Israel's Economy Suffers 5% Decline After Conflict with Hamas in Gaza
ICARO Media Group
According to the Central Bureau of Statistics, Israel's economy contracted by 5% between October and December due to the outbreak of conflict with Hamas in Gaza. The sharp decline in GDP was attributed to reduced spending, travel, and investment caused by the war. Private spending dropped by 26.3%, exports fell by 18.3%, and there was a 67.8% slide in investment in fixed assets, particularly in residential buildings.
Moreover, the construction sector faced challenges due to a lack of labor stemming from military call-ups and a decrease in Palestinian workers. Government spending, on war expenses and compensations, increased by 88.1%. Despite the downturn in the last quarter, Israel's economy managed to grow by 2% for the full year, falling short of the initial forecasted 3.5% expansion before the conflict erupted on 7 October.
Liam Peach, an economist at Capital Economics, noted that the contraction of Israel's economy was more severe than anticipated, underscoring the impact of the attacks and war in Gaza. The conflict has also affected trade, with Houthi rebels targeting cargo ships on the Red Sea en route to the Suez Canal, leading to a significant revenue drop estimated between 40% and 50%, as stated by Egypt's President Abdel Fattah al-Sisi.

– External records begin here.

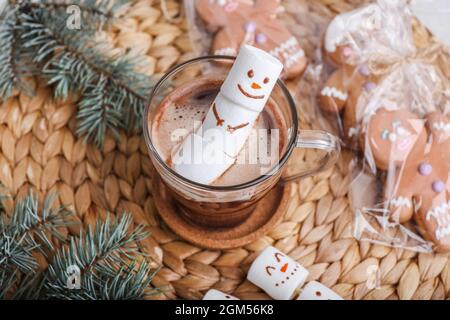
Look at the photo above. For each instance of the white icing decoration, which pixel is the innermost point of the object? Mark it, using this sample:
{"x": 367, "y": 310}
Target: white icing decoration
{"x": 346, "y": 23}
{"x": 442, "y": 217}
{"x": 225, "y": 52}
{"x": 442, "y": 126}
{"x": 334, "y": 92}
{"x": 401, "y": 202}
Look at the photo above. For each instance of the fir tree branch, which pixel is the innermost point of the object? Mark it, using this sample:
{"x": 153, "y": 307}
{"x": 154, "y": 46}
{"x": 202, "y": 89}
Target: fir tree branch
{"x": 106, "y": 256}
{"x": 14, "y": 62}
{"x": 101, "y": 256}
{"x": 112, "y": 94}
{"x": 27, "y": 230}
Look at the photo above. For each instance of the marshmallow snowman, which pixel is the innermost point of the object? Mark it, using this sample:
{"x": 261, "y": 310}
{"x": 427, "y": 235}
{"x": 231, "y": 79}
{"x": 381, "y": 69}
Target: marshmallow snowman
{"x": 277, "y": 274}
{"x": 214, "y": 294}
{"x": 317, "y": 291}
{"x": 231, "y": 117}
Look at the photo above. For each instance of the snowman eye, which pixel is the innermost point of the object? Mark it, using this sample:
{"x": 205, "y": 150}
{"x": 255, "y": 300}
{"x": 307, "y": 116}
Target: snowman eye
{"x": 278, "y": 255}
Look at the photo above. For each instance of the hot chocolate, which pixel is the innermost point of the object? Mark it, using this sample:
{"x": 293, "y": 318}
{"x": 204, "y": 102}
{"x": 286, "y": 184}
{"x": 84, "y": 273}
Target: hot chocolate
{"x": 183, "y": 110}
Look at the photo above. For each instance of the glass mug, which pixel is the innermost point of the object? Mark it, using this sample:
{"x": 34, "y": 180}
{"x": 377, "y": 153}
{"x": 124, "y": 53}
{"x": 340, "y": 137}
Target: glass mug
{"x": 227, "y": 206}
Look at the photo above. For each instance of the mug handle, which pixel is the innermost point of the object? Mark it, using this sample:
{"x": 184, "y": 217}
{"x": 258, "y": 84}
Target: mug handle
{"x": 317, "y": 139}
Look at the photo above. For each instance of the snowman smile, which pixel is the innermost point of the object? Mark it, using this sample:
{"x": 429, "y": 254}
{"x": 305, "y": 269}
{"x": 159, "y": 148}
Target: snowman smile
{"x": 245, "y": 93}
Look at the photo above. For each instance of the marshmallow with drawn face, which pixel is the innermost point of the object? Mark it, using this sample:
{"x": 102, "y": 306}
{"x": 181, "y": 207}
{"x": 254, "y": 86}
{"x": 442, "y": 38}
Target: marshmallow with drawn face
{"x": 316, "y": 291}
{"x": 214, "y": 294}
{"x": 277, "y": 274}
{"x": 242, "y": 97}
{"x": 233, "y": 113}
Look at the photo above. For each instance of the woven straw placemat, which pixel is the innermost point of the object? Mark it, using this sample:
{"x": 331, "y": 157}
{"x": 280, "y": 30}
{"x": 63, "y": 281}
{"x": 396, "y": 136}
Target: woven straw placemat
{"x": 39, "y": 150}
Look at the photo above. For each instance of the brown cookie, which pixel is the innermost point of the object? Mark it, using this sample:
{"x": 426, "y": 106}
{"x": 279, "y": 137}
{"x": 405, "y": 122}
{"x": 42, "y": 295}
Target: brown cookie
{"x": 253, "y": 22}
{"x": 416, "y": 152}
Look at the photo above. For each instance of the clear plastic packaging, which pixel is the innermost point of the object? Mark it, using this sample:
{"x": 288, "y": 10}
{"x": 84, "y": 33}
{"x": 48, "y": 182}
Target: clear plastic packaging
{"x": 391, "y": 104}
{"x": 220, "y": 27}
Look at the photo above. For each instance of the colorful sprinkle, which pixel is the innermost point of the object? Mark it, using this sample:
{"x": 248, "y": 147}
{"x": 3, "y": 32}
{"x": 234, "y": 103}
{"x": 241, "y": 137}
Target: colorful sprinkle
{"x": 260, "y": 38}
{"x": 364, "y": 71}
{"x": 250, "y": 27}
{"x": 425, "y": 169}
{"x": 438, "y": 186}
{"x": 369, "y": 86}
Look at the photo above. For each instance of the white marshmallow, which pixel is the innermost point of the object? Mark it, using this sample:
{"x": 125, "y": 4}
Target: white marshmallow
{"x": 236, "y": 125}
{"x": 231, "y": 117}
{"x": 317, "y": 291}
{"x": 245, "y": 84}
{"x": 277, "y": 274}
{"x": 200, "y": 160}
{"x": 214, "y": 294}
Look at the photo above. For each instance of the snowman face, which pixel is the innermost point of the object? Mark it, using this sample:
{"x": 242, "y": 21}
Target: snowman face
{"x": 251, "y": 78}
{"x": 282, "y": 269}
{"x": 277, "y": 274}
{"x": 253, "y": 86}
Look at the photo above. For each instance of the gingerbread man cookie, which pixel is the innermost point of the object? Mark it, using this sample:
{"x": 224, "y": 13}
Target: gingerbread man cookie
{"x": 253, "y": 22}
{"x": 350, "y": 80}
{"x": 418, "y": 151}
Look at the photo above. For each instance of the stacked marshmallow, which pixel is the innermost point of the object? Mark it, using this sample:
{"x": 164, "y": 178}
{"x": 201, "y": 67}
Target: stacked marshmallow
{"x": 280, "y": 277}
{"x": 208, "y": 152}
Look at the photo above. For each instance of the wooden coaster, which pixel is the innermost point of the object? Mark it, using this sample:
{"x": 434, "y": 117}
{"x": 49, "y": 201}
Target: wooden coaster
{"x": 267, "y": 213}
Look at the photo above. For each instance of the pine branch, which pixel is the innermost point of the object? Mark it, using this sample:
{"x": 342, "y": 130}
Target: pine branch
{"x": 101, "y": 256}
{"x": 29, "y": 229}
{"x": 14, "y": 62}
{"x": 108, "y": 257}
{"x": 112, "y": 94}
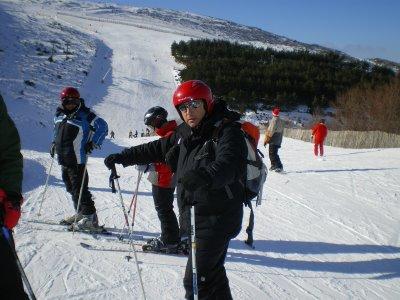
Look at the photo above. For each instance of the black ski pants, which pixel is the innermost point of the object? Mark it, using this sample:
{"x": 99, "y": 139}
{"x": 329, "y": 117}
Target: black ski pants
{"x": 11, "y": 286}
{"x": 274, "y": 157}
{"x": 212, "y": 282}
{"x": 72, "y": 177}
{"x": 163, "y": 202}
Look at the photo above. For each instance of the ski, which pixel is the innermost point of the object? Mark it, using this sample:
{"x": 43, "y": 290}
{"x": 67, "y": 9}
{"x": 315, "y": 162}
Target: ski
{"x": 106, "y": 249}
{"x": 114, "y": 233}
{"x": 138, "y": 248}
{"x": 105, "y": 230}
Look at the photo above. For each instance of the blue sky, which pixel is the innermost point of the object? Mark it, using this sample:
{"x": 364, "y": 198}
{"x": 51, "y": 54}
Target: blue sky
{"x": 362, "y": 28}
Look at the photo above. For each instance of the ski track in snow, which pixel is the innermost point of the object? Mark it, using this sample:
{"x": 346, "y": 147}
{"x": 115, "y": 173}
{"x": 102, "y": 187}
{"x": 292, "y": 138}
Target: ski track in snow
{"x": 326, "y": 229}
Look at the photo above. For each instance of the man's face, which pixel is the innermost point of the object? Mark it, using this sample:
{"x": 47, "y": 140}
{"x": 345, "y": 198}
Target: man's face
{"x": 192, "y": 112}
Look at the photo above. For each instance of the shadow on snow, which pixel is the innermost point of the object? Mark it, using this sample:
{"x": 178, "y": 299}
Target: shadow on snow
{"x": 384, "y": 268}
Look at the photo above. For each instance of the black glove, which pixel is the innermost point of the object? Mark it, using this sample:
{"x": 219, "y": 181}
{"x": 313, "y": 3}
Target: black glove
{"x": 195, "y": 179}
{"x": 113, "y": 159}
{"x": 52, "y": 149}
{"x": 171, "y": 158}
{"x": 90, "y": 146}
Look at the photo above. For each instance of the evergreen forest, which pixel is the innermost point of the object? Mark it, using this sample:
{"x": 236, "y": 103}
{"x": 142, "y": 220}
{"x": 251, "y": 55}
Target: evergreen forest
{"x": 248, "y": 77}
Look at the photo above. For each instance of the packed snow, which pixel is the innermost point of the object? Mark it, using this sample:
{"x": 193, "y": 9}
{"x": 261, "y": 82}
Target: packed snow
{"x": 327, "y": 229}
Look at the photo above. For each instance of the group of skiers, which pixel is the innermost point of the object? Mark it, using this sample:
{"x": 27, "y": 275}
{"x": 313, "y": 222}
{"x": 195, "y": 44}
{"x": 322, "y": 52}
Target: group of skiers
{"x": 207, "y": 175}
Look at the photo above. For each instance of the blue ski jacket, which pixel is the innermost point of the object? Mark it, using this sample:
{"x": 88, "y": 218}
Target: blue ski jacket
{"x": 73, "y": 130}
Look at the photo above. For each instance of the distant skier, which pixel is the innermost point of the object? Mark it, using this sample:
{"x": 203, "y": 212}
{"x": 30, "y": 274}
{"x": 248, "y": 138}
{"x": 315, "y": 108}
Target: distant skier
{"x": 273, "y": 137}
{"x": 318, "y": 134}
{"x": 11, "y": 163}
{"x": 77, "y": 131}
{"x": 163, "y": 187}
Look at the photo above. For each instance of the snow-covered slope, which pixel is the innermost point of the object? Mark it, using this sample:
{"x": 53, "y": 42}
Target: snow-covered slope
{"x": 327, "y": 229}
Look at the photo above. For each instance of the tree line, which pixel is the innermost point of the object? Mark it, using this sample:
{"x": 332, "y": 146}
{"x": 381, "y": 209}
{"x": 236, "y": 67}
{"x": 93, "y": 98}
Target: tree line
{"x": 247, "y": 77}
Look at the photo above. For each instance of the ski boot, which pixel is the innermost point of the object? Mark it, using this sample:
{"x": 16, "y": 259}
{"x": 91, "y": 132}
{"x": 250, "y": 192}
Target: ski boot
{"x": 88, "y": 223}
{"x": 70, "y": 220}
{"x": 157, "y": 245}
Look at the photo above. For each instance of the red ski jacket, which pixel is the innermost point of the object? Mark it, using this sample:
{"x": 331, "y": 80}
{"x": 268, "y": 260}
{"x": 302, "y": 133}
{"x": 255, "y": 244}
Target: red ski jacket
{"x": 319, "y": 132}
{"x": 163, "y": 176}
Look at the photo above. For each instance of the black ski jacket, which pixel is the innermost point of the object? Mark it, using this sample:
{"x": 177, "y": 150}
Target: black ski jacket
{"x": 219, "y": 208}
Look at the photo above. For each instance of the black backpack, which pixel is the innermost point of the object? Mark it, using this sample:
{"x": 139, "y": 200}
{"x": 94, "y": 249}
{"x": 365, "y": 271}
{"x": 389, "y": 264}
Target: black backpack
{"x": 256, "y": 169}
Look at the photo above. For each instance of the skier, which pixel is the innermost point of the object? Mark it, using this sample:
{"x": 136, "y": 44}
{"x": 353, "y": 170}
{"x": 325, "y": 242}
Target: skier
{"x": 318, "y": 134}
{"x": 163, "y": 186}
{"x": 77, "y": 131}
{"x": 273, "y": 137}
{"x": 11, "y": 163}
{"x": 208, "y": 177}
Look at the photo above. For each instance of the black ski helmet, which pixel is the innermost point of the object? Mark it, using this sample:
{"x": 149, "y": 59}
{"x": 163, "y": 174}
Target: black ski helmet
{"x": 155, "y": 117}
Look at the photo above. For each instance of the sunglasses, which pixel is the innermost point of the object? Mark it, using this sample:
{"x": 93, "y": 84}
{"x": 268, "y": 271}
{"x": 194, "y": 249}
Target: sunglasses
{"x": 68, "y": 101}
{"x": 191, "y": 104}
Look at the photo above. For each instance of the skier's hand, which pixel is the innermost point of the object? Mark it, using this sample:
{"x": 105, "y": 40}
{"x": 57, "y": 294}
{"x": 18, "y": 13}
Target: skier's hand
{"x": 113, "y": 159}
{"x": 267, "y": 140}
{"x": 171, "y": 158}
{"x": 90, "y": 146}
{"x": 10, "y": 205}
{"x": 52, "y": 149}
{"x": 195, "y": 179}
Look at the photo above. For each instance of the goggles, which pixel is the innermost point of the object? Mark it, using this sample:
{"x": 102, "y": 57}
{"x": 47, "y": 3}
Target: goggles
{"x": 191, "y": 104}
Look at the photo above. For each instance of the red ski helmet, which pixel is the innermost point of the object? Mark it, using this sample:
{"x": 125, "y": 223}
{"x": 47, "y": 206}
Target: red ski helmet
{"x": 276, "y": 111}
{"x": 69, "y": 92}
{"x": 193, "y": 90}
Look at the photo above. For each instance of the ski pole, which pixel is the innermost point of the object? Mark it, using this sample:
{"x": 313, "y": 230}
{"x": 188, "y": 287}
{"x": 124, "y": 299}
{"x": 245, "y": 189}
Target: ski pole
{"x": 193, "y": 239}
{"x": 135, "y": 197}
{"x": 80, "y": 192}
{"x": 115, "y": 177}
{"x": 45, "y": 187}
{"x": 7, "y": 235}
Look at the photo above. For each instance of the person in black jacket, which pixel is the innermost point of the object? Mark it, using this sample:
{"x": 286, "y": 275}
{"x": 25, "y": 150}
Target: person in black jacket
{"x": 210, "y": 176}
{"x": 11, "y": 174}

The Red Sea, a crucial trade route, has been disrupted by the attacks attributed to Houthi rebels based in Yemen, causing concerns among shipping companies and prompting retaliatory strikes from the US and UK. The International Monetary Fund has cautioned against unrealistic spending cuts amidst the ongoing tensions. Globally, the disruption caused by the conflict in the region remains a significant concern for economic stability.